Where's the best place to direct everyone?
So go to the Food and Mood Centre website.
We've got a great website
that's got very, you know, it's for the public, a huge number of like blogs and resources and
people can go and actually download the published version of the SMILES trial protocol so they can
actually see what was in the diet. I've written two books. One is Brain Changer that's really
directed at adults. It's sort of explaining nutritional psychiatry how it came about and just the basics but then we've got a kid's book as well my husband and
i wrote the called there's a zoo in my poo and it's designed to get kids to make these healthy
choices because they love it and you know we hear they say things like mama mum, I'm eating a banana. The bugs in my bum are going to be so happy.
But kids get it. And if you give them that information, they take it up and then they
start making good choices themselves. So that was also really fun. But the website's probably
the best one.
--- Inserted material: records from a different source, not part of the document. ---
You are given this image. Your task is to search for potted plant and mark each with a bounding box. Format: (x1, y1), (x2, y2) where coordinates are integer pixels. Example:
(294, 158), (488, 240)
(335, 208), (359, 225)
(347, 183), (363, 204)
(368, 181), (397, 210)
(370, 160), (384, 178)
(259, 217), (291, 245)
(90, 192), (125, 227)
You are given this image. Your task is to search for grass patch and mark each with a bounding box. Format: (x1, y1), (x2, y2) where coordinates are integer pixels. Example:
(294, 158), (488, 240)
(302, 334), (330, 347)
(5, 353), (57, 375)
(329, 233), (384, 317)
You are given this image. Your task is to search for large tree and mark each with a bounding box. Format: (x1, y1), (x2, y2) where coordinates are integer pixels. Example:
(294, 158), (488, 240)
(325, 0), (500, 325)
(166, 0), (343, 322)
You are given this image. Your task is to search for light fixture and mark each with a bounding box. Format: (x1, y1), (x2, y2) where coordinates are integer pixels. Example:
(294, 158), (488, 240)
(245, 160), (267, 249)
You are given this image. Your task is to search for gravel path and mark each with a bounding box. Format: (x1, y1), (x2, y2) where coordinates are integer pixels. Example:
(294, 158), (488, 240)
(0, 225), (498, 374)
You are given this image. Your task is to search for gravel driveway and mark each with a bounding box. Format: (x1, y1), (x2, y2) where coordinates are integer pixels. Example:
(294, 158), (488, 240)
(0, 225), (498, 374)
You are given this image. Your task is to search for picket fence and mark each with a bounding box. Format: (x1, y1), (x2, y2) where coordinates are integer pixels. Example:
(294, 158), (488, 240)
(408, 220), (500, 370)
And if you're interested in the actual research research, you can go onto Google
Scholar and just look up my profile and you'll see a bazillion of the publications.
Amazing. That's so good. I need to check out that book. Thank you so much for your time today,
Felice. And I look forward to hopefully meeting you in the future when you come to London.
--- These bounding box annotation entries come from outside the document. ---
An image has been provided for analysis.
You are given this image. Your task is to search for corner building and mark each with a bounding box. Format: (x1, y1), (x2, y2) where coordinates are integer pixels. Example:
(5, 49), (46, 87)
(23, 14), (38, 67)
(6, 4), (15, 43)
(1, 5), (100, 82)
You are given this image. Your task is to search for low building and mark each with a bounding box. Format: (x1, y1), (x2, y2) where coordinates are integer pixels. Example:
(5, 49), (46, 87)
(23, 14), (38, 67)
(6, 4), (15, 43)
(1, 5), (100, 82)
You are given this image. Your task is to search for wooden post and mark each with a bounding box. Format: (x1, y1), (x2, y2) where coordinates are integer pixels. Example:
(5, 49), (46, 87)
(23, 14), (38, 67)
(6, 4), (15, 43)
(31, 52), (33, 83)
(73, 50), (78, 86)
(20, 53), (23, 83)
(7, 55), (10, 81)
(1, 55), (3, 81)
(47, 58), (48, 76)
Yeah, look, I'm president of the International Society for Nutritional Psychiatry Research, and our last conference in 2019 was in London and it was fantastic we had
yeah all sorts of people coming and opening it and everything else but as I said I'm often in
the UK so it would be great to touch base because this year we're going to have a host of data
published after COVID lockdowns and everything so this year and next year watch this space there's
going to be so many studies coming out in this field.
Great. I look forward to it.
I hope you found the episode interesting and hopefully inspiring.
I think what we can learn from this episode is that what we eat can clearly impact our mood and brain health in a number of ways.
But it's important to say that so many factors impact our mental health and diet should not replace other interventions like medication and therapy
but support it to work alongside it.
Please do speak to a loved one or your GP if you are struggling with your mood or mental health.